For the scanner sensor system <NUM>, the magnetic displacement sensor is calibrated off-line before the components are incorporated into the upper and lower heads. For example, the dual fluxgate magnetic sensors can be secured to a stationary platform while the electromagnetic coil is mounted on a translation stage. The magnetic sensors and coil remain aligned as the translation stage is moved.
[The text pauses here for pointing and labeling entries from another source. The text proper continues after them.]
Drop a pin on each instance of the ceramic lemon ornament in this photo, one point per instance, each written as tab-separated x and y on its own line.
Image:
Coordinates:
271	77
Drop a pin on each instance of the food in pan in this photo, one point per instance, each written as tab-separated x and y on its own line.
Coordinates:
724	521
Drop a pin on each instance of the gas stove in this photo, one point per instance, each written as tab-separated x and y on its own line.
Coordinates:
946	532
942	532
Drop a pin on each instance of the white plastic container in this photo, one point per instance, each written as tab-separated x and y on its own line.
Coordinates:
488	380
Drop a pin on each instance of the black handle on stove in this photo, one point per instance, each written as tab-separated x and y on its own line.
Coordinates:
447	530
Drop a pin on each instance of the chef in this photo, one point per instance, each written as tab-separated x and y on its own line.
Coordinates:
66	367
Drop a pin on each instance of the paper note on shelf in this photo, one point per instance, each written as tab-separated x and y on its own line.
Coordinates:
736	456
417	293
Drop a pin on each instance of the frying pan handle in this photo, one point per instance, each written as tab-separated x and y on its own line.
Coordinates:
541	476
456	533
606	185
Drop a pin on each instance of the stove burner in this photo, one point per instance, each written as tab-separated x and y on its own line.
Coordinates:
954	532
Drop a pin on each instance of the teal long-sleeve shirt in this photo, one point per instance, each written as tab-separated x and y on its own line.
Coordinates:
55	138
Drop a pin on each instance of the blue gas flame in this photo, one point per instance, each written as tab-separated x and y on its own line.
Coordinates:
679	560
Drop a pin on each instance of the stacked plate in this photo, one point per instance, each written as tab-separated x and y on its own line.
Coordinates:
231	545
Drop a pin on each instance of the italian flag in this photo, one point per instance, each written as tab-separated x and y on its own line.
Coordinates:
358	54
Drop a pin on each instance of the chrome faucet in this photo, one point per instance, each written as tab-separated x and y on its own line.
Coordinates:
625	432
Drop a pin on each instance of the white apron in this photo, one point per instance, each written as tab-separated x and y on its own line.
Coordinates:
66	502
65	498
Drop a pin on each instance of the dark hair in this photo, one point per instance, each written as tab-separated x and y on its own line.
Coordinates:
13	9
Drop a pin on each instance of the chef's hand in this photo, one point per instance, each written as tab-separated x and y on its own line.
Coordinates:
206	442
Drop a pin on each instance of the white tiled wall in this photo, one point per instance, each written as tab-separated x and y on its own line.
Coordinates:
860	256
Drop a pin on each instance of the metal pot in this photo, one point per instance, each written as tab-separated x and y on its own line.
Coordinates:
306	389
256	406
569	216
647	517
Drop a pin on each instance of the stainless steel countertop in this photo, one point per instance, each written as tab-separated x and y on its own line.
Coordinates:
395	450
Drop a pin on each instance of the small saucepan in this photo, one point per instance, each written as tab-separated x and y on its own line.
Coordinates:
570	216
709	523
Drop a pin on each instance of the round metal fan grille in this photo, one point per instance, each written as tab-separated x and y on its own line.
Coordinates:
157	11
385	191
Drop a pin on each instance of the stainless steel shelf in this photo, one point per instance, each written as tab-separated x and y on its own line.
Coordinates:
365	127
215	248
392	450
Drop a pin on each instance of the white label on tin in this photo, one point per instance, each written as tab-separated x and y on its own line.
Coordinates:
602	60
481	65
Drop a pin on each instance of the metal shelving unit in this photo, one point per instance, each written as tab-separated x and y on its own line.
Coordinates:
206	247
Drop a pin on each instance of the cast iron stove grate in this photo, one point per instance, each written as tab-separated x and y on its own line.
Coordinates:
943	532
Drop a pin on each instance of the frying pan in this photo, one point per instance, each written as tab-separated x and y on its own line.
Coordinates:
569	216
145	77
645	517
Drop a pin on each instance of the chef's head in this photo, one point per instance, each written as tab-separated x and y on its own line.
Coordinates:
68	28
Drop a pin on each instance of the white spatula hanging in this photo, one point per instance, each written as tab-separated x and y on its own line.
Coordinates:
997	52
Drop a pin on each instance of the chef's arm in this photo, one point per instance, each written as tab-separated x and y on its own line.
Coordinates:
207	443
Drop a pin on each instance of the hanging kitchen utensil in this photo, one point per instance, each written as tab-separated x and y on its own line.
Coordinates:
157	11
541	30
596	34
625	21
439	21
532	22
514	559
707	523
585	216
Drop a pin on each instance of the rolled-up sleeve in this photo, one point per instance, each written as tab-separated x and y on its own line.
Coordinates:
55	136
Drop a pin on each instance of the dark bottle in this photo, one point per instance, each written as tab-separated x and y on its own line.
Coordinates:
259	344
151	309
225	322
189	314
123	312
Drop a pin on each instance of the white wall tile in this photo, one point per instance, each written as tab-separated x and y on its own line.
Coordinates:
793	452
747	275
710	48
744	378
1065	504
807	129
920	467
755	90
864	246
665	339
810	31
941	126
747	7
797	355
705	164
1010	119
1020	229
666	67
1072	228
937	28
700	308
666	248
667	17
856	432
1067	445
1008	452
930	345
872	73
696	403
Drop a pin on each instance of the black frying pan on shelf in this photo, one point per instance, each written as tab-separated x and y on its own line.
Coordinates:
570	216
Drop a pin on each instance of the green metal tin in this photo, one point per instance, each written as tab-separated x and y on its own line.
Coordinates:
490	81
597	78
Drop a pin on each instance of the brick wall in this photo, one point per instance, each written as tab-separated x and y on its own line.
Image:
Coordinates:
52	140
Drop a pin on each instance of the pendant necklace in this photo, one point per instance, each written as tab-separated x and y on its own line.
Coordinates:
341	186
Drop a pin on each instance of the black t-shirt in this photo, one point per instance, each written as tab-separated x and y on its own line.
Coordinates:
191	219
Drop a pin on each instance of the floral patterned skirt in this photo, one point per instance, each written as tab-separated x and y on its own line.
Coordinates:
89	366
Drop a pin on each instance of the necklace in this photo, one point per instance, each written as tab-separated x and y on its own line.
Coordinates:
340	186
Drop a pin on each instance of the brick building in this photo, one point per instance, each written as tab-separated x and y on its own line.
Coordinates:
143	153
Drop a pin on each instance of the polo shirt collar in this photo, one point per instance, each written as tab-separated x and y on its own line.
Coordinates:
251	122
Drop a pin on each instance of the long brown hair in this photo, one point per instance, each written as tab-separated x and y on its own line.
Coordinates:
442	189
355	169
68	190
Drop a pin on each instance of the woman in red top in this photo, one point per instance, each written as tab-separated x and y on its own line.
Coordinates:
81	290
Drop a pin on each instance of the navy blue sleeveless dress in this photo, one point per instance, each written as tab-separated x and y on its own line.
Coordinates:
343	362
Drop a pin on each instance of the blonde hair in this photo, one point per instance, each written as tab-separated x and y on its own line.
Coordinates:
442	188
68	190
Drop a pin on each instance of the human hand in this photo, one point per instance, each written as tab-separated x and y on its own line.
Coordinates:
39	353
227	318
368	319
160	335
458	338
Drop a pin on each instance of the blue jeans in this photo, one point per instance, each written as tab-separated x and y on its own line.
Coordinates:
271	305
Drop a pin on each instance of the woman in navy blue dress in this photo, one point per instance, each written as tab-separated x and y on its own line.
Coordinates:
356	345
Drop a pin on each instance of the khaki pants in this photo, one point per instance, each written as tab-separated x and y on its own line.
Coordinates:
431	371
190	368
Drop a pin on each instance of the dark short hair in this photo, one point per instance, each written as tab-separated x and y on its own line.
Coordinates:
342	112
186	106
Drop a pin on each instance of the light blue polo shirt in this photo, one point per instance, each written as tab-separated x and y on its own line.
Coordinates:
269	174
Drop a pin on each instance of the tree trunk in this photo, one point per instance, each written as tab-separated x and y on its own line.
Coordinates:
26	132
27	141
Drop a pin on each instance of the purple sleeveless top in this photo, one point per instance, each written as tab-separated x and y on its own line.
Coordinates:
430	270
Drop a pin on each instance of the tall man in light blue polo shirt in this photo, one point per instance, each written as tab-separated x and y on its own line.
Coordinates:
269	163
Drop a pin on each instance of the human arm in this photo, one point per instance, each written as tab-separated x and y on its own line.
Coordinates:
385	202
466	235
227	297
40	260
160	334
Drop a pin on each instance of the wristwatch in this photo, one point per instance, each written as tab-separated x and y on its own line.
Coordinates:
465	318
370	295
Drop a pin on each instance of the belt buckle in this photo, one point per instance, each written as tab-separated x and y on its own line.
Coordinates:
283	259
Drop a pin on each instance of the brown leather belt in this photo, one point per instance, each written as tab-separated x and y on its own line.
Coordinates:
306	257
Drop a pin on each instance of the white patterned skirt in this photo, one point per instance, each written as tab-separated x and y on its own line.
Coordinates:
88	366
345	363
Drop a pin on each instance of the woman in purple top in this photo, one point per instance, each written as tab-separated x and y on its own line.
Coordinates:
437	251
An optical encoder or an interferometer measure the distance between the coil and the stationary platform.

<FIG> is a graph of magnetic flux density vs. distance along the centerline calculated from the Biot-Savart law for a coil with <NUM> turns and having a diameter of <NUM>. This data, along with the saturation level of the chosen magnetic detector, defines the required design parameters for the coil and coil-sensor distance.

Claim 1:
A magnetic absolute displacement sensor for a system (<NUM>) for determining the thickness of a sheet of material wherein the sheet has a first side and a second side which comprises:
a first member (<NUM>) disposed adjacent to the first side of the sheet of material, wherein the first member having means for producing a magnetic field (<NUM>, <NUM>);
a second member (<NUM>) disposed adjacent to the second side of the sheet of material, wherein the second member having a first magnetic senor (<NUM>) that detects the magnetic field and generates a first electrical signal and a second magnetic sensor (<NUM>) that detects the magnetic field and generates a second electrical signal;
means for analyzing the first electrical signal and second electrical signal (<NUM>) to determine changes in a distance between the first and second member (<NUM>,<NUM>);
wherein the first magnetic sensor (<NUM>) and second magnetic sensor (<NUM>) are positioned in tandem, wherein the means for producing a magnetic field (<NUM>) comprises an electromagnetic coil or permanent magnet and wherein the first and second magnetic sensors (<NUM>, <NUM>) and the electromagnetic coil or permanent magnet are oriented along an axis.